Protein Affinity Testing Services: Accurate Quantification of Biomolecular Interactions

As an independent third-party analytical service provider, we offer comprehensive protein affinity testing for antibodies, receptors, enzymes, therapeutic proteins, and other biomolecules. Affinity – the strength of interaction between two binding partners (e.g., antibody-antigen, receptor-ligand, enzyme-inhibitor) – is a critical parameter in drug discovery, biologics development, quality control, and basic research. Accurate affinity measurement (K_D, k_a, k_d) guides lead optimization, biosimilar comparability, formulation development, and mechanism of action studies. Our accredited laboratory follows international standards (ICH Q6B, USP <1103>, FDA guidance for biologics) using label‑free technologies (surface plasmon resonance – SPR, biolayer interferometry – BLI, microscale thermophoresis – MST, isothermal titration calorimetry – ITC) and other orthogonal methods to deliver precise, reproducible, and regulatorily compliant data. This article outlines our protein affinity testing capabilities – including scope, key test items, and standard methods – to help pharmaceutical companies, biotech firms, and academic researchers characterize biomolecular interactions with confidence.

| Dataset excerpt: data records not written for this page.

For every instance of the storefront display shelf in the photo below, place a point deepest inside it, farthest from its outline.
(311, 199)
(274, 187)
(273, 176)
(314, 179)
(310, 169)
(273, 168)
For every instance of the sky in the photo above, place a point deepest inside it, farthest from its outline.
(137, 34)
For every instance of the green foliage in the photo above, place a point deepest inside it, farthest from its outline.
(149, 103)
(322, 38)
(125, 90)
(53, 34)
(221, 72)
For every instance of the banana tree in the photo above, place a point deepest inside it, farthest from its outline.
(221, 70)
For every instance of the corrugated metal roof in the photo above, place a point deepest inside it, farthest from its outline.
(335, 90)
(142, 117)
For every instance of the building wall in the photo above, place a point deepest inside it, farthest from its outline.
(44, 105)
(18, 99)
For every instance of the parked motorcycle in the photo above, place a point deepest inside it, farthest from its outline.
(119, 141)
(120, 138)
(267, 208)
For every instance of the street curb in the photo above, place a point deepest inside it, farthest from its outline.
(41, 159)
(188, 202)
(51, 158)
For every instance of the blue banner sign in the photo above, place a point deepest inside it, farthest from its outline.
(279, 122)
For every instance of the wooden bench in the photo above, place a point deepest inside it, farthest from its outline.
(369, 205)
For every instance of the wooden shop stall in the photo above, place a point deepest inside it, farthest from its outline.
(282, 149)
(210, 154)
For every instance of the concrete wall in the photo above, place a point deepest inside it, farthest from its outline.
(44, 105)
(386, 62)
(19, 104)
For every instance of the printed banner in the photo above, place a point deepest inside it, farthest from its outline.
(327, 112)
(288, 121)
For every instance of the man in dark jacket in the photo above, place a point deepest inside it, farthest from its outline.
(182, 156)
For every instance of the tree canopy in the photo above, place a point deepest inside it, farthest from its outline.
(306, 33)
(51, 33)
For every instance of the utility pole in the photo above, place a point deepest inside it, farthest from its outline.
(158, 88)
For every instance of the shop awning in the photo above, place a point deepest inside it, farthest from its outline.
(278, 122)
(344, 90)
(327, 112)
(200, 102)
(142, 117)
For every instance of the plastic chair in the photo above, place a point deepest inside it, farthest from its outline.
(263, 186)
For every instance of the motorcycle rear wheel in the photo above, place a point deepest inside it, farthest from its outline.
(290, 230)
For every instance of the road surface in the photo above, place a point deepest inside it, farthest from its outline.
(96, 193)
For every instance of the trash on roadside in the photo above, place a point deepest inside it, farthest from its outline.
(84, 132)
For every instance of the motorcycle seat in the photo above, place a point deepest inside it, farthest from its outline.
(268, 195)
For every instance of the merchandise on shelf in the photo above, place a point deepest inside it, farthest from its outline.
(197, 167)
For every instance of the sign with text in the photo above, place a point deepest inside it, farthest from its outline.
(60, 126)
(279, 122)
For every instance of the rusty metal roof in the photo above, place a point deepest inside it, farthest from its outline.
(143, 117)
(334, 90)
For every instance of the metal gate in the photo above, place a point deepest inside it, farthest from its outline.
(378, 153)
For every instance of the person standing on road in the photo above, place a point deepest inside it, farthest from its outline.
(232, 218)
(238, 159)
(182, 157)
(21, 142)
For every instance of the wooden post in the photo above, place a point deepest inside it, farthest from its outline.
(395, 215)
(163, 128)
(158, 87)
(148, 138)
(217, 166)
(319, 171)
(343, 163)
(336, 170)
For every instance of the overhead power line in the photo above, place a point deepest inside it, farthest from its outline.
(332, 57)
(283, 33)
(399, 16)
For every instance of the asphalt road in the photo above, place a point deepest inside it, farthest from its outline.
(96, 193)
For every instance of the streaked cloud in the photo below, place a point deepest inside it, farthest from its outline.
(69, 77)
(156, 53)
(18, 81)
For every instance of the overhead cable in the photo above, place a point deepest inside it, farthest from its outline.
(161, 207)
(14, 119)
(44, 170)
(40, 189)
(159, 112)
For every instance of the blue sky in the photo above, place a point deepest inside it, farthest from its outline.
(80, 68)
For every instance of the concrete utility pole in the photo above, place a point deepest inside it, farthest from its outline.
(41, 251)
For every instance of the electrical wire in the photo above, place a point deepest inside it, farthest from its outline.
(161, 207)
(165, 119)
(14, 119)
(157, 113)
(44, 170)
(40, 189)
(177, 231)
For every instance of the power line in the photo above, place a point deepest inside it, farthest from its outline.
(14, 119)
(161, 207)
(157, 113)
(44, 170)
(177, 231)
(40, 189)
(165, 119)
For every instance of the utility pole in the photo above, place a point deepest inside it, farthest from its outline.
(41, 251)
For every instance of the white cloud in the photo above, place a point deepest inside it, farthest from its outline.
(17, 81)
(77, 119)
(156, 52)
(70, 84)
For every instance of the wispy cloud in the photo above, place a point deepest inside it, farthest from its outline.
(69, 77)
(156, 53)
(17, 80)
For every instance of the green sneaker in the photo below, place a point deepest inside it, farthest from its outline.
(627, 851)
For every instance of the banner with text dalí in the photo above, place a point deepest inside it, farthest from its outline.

1. Our Testing Scope for Protein Affinity

We cover a wide range of interaction pairs, sample types, and affinity ranges:

By interaction pair: Antibody‑antigen (mAb to soluble or membrane‑bound target, Fc‑receptor binding, anti‑drug antibody – ADA – to therapeutic protein); Receptor‑ligand (growth factor/receptor, cytokine/receptor, GPCR/agonist, ion channel/ligand); Enzyme‑inhibitor (kinase/inhibitor, protease/inhibitor, ubiquitin ligase/substrate); Protein‑protein (coiled‑coil, PDZ domain/peptide, SH2 domain/phosphopeptide, adaptor protein/signaling partner); Protein‑peptide (linear or cyclic peptides, antimicrobial peptides); Protein‑small molecule (drug candidate to target protein); Protein‑nucleic acid (transcription factor/DNA, RNA‑binding protein/RNA); Bispecific and multispecific molecules (simultaneous binding to two or more targets).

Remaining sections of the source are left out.